Le Ministère de l’Éducation nationale et nouvelle citoyenneté a confirmé que l’Examen national de fin d’études primaires (ENAFEP) se déroulera le mardi 1er et le mercredi 2 juillet 2025 dans toute la République démocratique du Congo.
Cette échéance, attendue par près de deux millions d’élèves, marque l’aboutissement du cycle primaire et conditionne l’accès au secondaire.
Un calendrier clair et harmonisé
Le gouvernement a publié un calendrier unifié pour toutes les épreuves certificatives de l’année scolaire 2024-2025 :
– ENAFEP : 1–2 juillet 2025
– TENASOSP : 17–18 juillet 2025
– Exetat (session ordinaire) : 28–31 juillet 2025
Cette planification vise à garantir l’équité entre les provinces, y compris dans les zones en proie à l’insécurité.

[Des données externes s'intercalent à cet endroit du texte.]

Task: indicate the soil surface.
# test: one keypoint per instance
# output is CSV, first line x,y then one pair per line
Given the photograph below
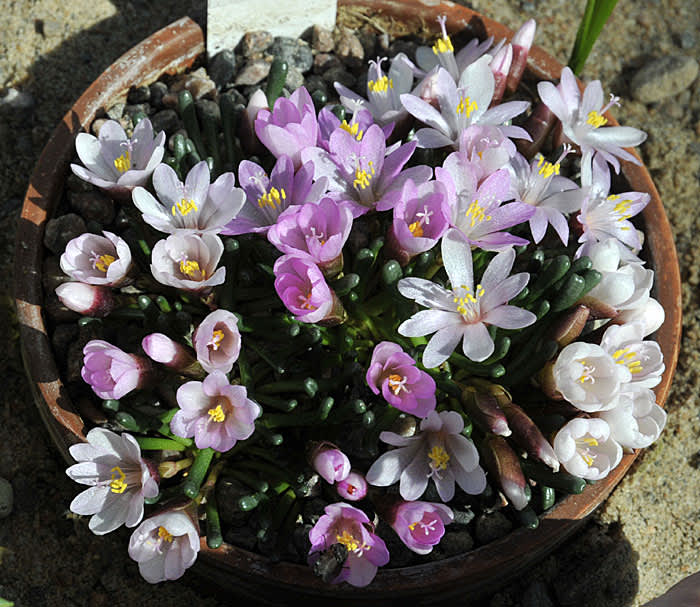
x,y
646,536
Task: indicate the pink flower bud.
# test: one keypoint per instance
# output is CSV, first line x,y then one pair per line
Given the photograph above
x,y
89,300
353,488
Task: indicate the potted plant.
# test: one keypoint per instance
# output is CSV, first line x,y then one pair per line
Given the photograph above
x,y
249,572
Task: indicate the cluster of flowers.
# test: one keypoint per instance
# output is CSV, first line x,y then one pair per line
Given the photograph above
x,y
328,173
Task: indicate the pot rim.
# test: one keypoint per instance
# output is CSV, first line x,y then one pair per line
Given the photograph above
x,y
172,50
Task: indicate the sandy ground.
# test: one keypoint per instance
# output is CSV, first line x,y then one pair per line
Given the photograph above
x,y
644,538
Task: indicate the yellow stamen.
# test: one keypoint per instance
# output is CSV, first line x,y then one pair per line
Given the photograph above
x,y
190,268
103,262
164,534
273,198
467,106
380,86
217,414
477,213
438,458
118,484
362,177
216,339
596,120
123,163
184,207
443,45
416,229
547,168
348,541
353,129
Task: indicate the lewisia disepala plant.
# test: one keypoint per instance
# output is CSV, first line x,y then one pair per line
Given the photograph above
x,y
338,329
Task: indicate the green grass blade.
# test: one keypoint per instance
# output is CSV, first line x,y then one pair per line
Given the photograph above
x,y
594,18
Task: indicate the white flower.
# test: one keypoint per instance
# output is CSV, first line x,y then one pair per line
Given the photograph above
x,y
188,261
588,377
637,421
463,312
644,359
438,452
585,448
119,480
164,546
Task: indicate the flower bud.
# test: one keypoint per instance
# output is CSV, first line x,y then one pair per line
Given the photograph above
x,y
89,300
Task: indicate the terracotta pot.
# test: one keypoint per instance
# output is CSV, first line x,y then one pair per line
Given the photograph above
x,y
469,575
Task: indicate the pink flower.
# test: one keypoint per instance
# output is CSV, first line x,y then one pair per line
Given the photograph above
x,y
85,299
214,412
353,488
303,290
346,525
111,372
97,260
217,341
290,127
402,384
164,546
188,262
330,462
421,525
118,477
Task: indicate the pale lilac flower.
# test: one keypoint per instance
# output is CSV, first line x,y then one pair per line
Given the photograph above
x,y
97,260
438,452
192,206
86,299
651,314
605,215
442,53
116,163
330,462
539,184
188,262
217,341
461,106
353,487
479,212
267,197
111,372
383,90
164,546
589,377
118,477
637,421
168,352
402,384
361,172
464,311
583,123
318,230
586,449
421,217
624,285
421,525
626,344
349,526
214,412
304,291
290,127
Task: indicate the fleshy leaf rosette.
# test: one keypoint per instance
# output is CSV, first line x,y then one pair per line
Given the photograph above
x,y
118,477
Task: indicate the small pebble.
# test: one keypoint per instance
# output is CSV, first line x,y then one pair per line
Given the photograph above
x,y
6,498
255,43
663,77
253,73
222,67
294,51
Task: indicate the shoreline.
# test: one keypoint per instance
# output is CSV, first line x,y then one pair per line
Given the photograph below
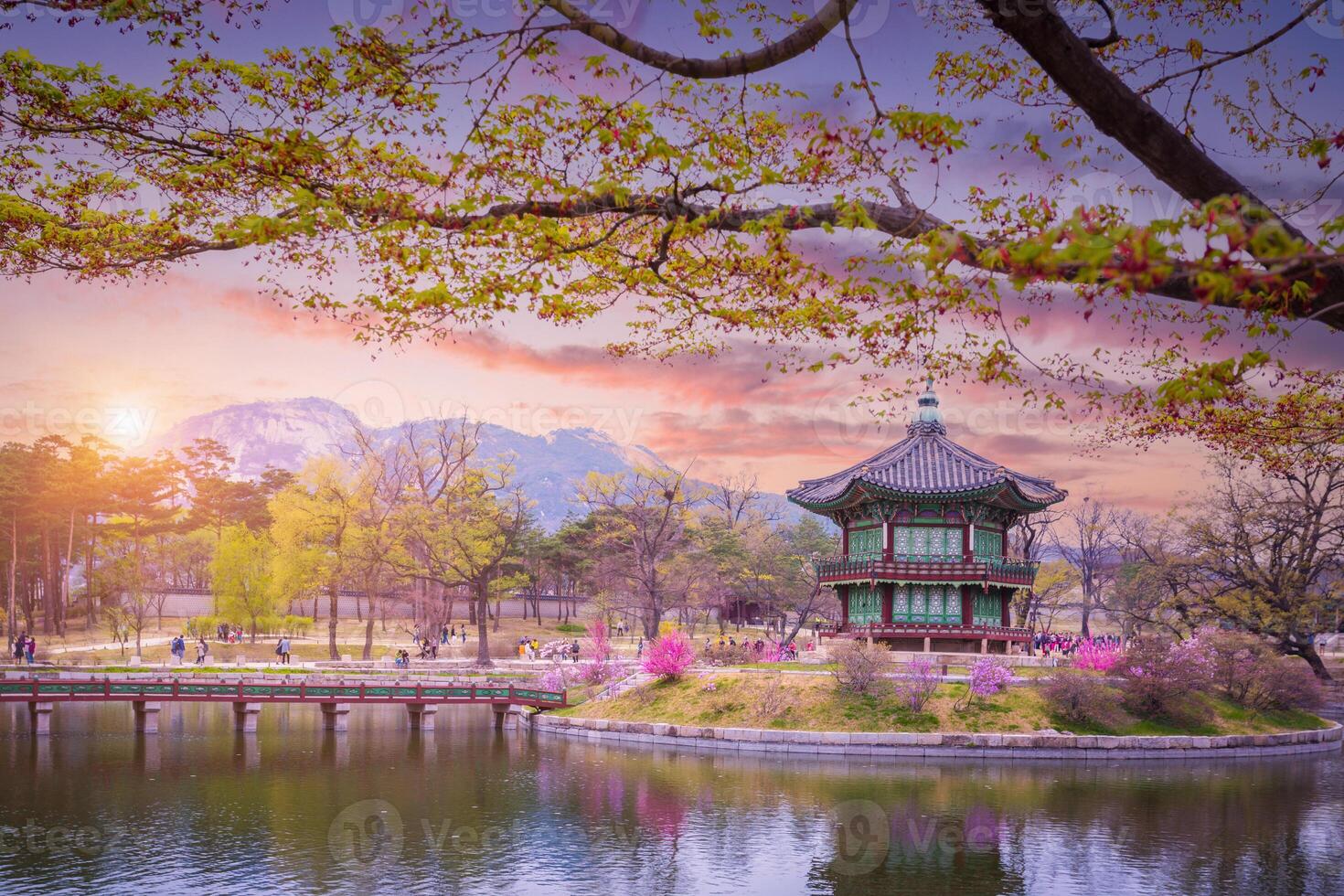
x,y
969,746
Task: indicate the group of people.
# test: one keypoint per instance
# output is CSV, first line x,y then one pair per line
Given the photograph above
x,y
446,635
758,646
23,647
177,647
229,633
1062,644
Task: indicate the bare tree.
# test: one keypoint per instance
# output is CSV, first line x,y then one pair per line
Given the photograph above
x,y
1086,535
1266,551
643,520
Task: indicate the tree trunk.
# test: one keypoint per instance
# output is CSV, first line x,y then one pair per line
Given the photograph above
x,y
48,610
480,610
1313,660
368,624
334,609
14,571
89,549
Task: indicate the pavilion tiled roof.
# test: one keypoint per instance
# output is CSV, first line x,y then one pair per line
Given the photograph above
x,y
926,463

Les mallettes d’examens ont déjà été distribuées dans l’ensemble du pays, avec l’appui logistique de l’UNICEF dans le Nord et le Sud-Kivu.
Mobilisation des encadreurs et des élèves
À Kinshasa, l’inspecteur général de l’Éducation, Hubert Kimbonza, a réuni les superviseurs nationaux et provinciaux le 24 juin pour rappeler les consignes de surveillance et de transparence. Il a insisté sur la ponctualité et la rigueur.
Les directeurs d’école ont été invités à informer parents et candidats, et à organiser des sessions de révision jusqu’au jour J.
Enjeux et perspectives
L’ENAFEP représente un passage obligé pour accéder à l’enseignement secondaire.
Le Ministère rappelle que la réussite à cet examen conditionne l’obtention du Certificat de fin d’études primaires, indispensable pour poursuivre la scolarité.
Selon les dernières statistiques, plus de 1 900 000 élèves sont inscrits cette année.
Le double défi est d’assurer un déroulement sans faille des épreuves et d’offrir à chaque candidat les mêmes chances de succès.
Tout est mis en œuvre pour garantir le bon déroulement de l’ENAFEP 2025.
De la distribution sécurisée des épreuves à la formation des encadreurs, la communauté éducative se mobilise pour que cette session soit synonyme de réussite pour l’ensemble des finalistes du cycle primaire.